This page is designed to aid users in navigating the Validate Workflow.

What is Validate?

"The purpose of Validate is to provide information on both SNP effect size estimation and identifying SNP capability performance for various GWAS and QTL tools. The eventual goal is two-fold: 1 Publish information about the performance of different tools for different types of simulation parameters (such as population structure and different levels of heritability) somewhere easily viewable for iPlant users. Essentially, we hope to show researchers when best to use a tool as compared with another. 2 Provide a pipeline or workflow for testing installed tools. This is to encourage iterations of the first goal."

- Dustin Landers (The architect of the original Validate program)


The workflow consists of several pieces of software called genome wide association study (GWAS) tools, and software to analyze the GWAS tool performance.
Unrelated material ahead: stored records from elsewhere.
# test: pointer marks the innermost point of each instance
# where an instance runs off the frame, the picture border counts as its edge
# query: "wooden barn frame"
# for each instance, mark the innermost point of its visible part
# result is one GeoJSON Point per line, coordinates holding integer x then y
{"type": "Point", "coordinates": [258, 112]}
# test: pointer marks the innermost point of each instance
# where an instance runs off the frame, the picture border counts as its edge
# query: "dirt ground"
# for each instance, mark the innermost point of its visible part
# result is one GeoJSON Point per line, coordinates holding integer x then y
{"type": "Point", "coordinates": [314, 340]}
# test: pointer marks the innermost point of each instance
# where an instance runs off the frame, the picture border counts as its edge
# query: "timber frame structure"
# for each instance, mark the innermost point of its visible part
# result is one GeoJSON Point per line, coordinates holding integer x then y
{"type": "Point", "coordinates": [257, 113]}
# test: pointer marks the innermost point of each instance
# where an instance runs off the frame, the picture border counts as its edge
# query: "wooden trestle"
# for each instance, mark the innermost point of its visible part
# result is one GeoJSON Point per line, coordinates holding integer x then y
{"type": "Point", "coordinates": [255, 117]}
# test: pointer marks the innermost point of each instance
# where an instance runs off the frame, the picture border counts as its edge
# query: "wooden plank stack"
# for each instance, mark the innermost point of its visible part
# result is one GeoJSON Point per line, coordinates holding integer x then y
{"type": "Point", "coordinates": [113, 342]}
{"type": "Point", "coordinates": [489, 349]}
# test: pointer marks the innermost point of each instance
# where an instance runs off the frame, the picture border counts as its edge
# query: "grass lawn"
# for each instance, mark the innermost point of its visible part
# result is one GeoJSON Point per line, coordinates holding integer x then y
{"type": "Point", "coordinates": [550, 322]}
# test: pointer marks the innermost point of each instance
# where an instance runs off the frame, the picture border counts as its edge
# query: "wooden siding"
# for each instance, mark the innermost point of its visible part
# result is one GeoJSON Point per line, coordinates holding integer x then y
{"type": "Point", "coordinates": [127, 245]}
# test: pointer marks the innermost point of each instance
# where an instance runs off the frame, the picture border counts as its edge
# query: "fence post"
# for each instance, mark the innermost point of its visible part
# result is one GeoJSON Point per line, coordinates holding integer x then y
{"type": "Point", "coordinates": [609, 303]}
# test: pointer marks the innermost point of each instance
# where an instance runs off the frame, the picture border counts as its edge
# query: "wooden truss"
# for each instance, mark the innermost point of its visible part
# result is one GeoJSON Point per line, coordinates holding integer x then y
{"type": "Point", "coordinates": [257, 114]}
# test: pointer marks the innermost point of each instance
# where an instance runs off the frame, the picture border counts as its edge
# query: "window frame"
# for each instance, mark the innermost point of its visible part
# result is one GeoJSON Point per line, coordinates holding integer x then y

More specifically, the workflow includes:

  • Simulate: A Python-based simulation software that also outputs the known-truth phenotypes for a given population

  • Multiple GWAS tools

    •  FaST-LMM: GWAS analysis tool designed for large data sets, more specifically used to test all SNPs in a data set for statistical significance

    • GEMMA: A GWAS analysis tool specializing in standard linear mixed models and variations thereof

    • QxPak: A versatile statistics package specializing in statistical genomics and quantitative trait loci (QTL) analyses.

    • PLINK: Open-source software designed to convert data into usable formats and to perform basic, large scale analyses efficiently.

  • Winnow: A Python-compatible known truth testing tool for genome wide association studies (i.e. a tool that evaluates other GWAS tools)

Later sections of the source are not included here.